Substack releases a platform that looks a whole lot like Twitter

Substack Inc. today launched Notes, a platform where Substack creators can interact with subscribers and where the entire experience looks very much like Twitter.

The differences are only in the language. Users don’t post tweets; they post notes. There’s no such thing as a retweet, but there is a restack. Everything else looks like a Twitter clone, with one side panel offering links to the Inbox, notifications and Notes and the other far panel offering suggestions of creators to subscribe to. The middle pane is the news feed.

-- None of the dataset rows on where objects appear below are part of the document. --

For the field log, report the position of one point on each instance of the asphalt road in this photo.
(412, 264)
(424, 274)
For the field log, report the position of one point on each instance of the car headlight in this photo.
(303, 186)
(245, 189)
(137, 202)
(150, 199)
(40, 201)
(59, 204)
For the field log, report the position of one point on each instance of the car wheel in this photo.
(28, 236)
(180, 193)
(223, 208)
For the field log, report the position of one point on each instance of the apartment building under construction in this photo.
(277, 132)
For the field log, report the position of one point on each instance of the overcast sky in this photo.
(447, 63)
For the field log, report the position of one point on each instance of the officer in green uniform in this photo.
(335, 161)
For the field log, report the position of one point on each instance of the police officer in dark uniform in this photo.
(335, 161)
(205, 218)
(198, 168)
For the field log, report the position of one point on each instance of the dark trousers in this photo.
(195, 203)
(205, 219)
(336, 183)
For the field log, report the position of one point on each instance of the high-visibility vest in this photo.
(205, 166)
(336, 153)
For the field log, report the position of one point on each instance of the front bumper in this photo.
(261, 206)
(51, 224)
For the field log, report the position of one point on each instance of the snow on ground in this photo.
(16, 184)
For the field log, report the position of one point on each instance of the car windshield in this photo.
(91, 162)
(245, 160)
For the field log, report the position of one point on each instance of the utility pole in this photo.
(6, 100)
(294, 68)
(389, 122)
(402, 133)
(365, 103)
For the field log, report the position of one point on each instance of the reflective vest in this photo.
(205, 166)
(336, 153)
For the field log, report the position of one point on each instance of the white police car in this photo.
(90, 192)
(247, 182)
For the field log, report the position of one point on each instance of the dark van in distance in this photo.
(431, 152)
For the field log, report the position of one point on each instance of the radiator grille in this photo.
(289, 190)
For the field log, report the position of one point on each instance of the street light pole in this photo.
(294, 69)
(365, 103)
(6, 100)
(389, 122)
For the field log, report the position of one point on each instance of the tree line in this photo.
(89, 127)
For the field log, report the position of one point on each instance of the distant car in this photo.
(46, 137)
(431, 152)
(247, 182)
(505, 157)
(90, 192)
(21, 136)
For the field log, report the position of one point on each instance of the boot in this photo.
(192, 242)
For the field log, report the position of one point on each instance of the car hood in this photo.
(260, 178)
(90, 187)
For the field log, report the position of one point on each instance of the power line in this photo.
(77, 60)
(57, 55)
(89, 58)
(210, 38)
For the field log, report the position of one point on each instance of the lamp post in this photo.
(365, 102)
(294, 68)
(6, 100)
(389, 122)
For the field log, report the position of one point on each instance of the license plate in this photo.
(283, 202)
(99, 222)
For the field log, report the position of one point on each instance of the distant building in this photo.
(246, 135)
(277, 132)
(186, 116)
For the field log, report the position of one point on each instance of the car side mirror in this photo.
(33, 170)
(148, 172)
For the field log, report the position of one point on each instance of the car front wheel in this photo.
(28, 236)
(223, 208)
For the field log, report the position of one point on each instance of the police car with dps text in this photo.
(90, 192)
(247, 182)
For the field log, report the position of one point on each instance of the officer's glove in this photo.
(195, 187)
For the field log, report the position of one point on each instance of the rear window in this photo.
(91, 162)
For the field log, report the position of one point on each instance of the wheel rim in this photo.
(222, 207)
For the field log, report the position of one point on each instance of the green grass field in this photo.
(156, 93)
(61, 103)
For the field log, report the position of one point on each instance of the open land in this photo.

“You can share links, images, quick thoughts, and snippets from Substack posts,” the company wrote today in a post. “As well as being lightweight and fun, we hope that Notes will help writers grow their audience and revenue.” To access Notes, people can hit a tab on substack.com and in Substack’s mobile app.

Last week, Elon Musk was accused of trying to stop Substack creators from making a living when there was a loss of functions on any tweet that carried a link to Substack. That came at a time when Substack had just announced Notes. It was assumed by many that Musk was up to his old tricks again, throttling the competition.

One of Substack’s best-known creators, Matt Taibbi, was less than pleased. Taibbi was one of the writers who had worked with Twitter to publish the “Twitter Files.” He said at the time that if Twitter didn’t sort out the mess, he’d leave the platform, just as Musk was being called a “bully” by countless people. It’s uncertain why Twitter later reversed the decision, but it did.

“We’re glad to see that the suppression of Substack publications on Twitter appears to be over,” Substack tweeted. “We believe that Twitter and Substack can continue to coexist and complement each other.” Although Notes does look like a mirror of Twitter, one might argue that such a layout is now generic. Substack said again in another post that Notes was not an effort to replace other social networks.

It’s true that Substack’s 35 million active subscribers and 2 million paid subscribers exist in a kind of rarefied universe in which subscribers receive emails about new content and where there’s no real place on the Substack website to see people interact. Notes does make a lot of sense, but it’s doubtful many creators would want to leave Twitter.

Still, last weekend, Substack co-founder Hamish McKenzie said the company was just trying to give creators more control over their work in a world where they rely too much on social media. “Substack may be a small upstart, but the combined power of the writers on it is already tremendous,” he tweeted. “If enough of us choose to play this new game, it will work, and there’s nothing anyone will be able to do to stop it.”